ST. LOUIS _ It's difficult to tell if Timothy Garrett's greatest triumph was finding that healthy living and medication arrested his multiple sclerosis, or the day he took his first flight in his homemade airplane.

"It was the day before Thanksgiving, 2006, I stepped out of the airplane and I just broke into tears, all emotional," said Garrett, 50. "My dream of building and flying my own airplane gave me power and control over my MS."

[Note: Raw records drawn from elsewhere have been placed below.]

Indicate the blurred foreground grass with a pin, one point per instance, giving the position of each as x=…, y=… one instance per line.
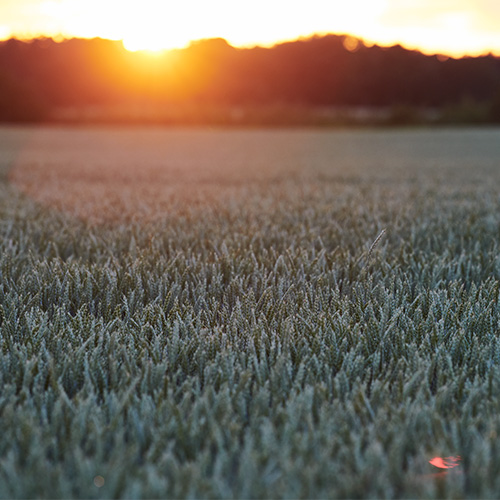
x=194, y=313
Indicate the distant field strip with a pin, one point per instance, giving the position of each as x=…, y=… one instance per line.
x=249, y=313
x=114, y=175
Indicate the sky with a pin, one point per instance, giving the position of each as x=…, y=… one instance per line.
x=449, y=27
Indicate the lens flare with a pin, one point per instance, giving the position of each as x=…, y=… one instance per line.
x=446, y=462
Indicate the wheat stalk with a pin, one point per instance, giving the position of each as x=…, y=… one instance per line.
x=373, y=245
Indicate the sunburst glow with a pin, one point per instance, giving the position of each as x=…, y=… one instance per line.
x=453, y=28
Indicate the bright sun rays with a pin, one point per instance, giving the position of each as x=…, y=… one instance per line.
x=452, y=27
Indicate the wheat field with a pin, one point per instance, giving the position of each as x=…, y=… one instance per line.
x=210, y=313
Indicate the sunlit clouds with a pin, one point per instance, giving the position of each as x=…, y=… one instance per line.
x=454, y=27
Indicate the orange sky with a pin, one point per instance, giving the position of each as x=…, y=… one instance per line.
x=452, y=27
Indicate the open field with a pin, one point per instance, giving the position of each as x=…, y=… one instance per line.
x=201, y=313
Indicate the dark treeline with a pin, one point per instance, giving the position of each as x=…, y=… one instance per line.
x=40, y=78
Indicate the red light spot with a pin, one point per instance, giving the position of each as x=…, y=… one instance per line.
x=445, y=462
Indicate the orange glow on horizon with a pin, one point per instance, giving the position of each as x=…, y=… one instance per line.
x=465, y=28
x=446, y=462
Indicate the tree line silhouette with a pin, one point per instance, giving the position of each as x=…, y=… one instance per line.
x=38, y=78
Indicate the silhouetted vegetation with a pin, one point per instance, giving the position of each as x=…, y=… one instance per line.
x=315, y=80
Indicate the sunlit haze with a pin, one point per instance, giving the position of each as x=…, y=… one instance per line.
x=452, y=27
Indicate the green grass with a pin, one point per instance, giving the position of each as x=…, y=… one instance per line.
x=244, y=342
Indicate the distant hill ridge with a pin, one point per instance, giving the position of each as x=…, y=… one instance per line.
x=40, y=77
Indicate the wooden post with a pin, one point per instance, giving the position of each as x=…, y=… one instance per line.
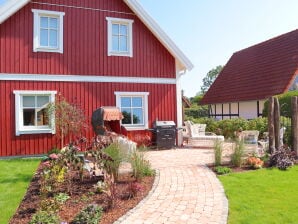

His journey to the clouds began in his childhood. "I was a nerdy kid, into math, making model airplanes," he said. "I have trophies from making model airplanes."

In his early 20s, about the time MS strikes most of its victims, his symptoms began _ numbness in his fingers, feet and patches on his skin. He felt fatigued for no reason.

"I thought it was just too much studying," he said.

He graduated from Parks College of Engineering, Aviation and Technology and his career designing airplanes stayed on track.

But his symptoms worsened. He recalls the February day when an MRI detected his MS.

"It was a year after I'd just gotten married; I was still on my honeymoon," he said. "It was devastating."

His doctor told him to expect to be in a wheelchair in 10 years.

The National Institutes of Health says MS damages nerve cells and blocks messages between your brain and body.

"It's an unpredictable disease. It can cause depression, physical problems," said Dr. Florian Thomas, professor of neurology at St. Louis University School of Medicine and director of the National MS Society Multiple Sclerosis Centers at St. Louis University and the Veterans Administration hospitals here.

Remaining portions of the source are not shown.